Pero hay que volver atrás porque, al llegar, lo primero que llama la atención es una torre espadaña que como barco, se encuentra anclada en lo que fue su iglesia antigua. Una torre vigía que abriga al viejo cementerio poblado de lirios de primavera desde donde contemplamos un valle labrado, beso a beso, por el río, entre los barrancos de la Peña del Lago, de los Palancares y del Escalerón.

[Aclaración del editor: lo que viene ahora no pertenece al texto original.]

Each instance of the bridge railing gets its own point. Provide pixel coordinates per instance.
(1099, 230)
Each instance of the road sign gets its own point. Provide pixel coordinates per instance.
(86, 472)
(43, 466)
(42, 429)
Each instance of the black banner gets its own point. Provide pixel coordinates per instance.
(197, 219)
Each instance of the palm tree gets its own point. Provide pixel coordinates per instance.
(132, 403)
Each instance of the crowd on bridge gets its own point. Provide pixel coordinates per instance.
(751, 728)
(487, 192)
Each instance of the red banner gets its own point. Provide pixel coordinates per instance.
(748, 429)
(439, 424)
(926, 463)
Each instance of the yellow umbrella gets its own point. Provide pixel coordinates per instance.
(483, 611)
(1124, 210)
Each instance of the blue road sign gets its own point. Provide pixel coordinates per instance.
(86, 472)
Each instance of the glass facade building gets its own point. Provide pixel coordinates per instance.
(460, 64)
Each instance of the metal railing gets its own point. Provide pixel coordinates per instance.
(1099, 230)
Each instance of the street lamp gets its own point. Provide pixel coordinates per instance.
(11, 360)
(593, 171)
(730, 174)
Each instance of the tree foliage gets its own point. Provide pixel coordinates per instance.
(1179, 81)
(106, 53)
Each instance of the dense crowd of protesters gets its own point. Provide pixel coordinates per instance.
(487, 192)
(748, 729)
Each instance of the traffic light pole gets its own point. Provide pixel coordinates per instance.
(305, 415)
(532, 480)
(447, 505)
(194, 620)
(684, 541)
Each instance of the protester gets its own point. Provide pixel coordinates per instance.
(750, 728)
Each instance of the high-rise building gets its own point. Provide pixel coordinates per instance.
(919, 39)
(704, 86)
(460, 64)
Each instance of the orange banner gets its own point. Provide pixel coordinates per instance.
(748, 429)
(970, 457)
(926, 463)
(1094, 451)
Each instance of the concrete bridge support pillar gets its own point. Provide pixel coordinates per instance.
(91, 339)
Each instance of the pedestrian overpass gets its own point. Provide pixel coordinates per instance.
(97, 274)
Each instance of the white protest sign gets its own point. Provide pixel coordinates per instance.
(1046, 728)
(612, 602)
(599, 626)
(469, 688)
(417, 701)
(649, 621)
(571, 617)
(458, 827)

La plaza es la plaza con fuente, dos bares y una iglesia de finales del XVI. Pero si queremos bebernos sorbo a sorbo lo que encierra Valdemoro Sierra, hay que dejarse llevar y adentrarse en carriles en los que, los melojos y el agua a borbotones, protagonizan una ruta que culmina en lo que llaman castillos: impresionantes corbeteras labradas por agua y viento en roca viva y areniscas ricas en hierros como advierte su color rojonegrizo.
Hemos esperado, por la luz, las horas de la tarde para visitar la Balsa que, curiosamente, se encuentra muy por encima de las cascadas de agua que beso a beso se deslizan sobre las piedras de toba.
Allí arriba, al pie del arroyo que trae las aguas desde el interior del roquedo, se forma una pequeña laguna, la Balsa aprovechando una depresión en la que, las ranas, croan al cielo dejando para la escorrentía el resto del trabajo esparciendo las aguas, como en abanico, por unos cortados de piedra de toba erosionada, sin apenas vegetación que, aterrazados, hacen de la Balsa un monumento natural.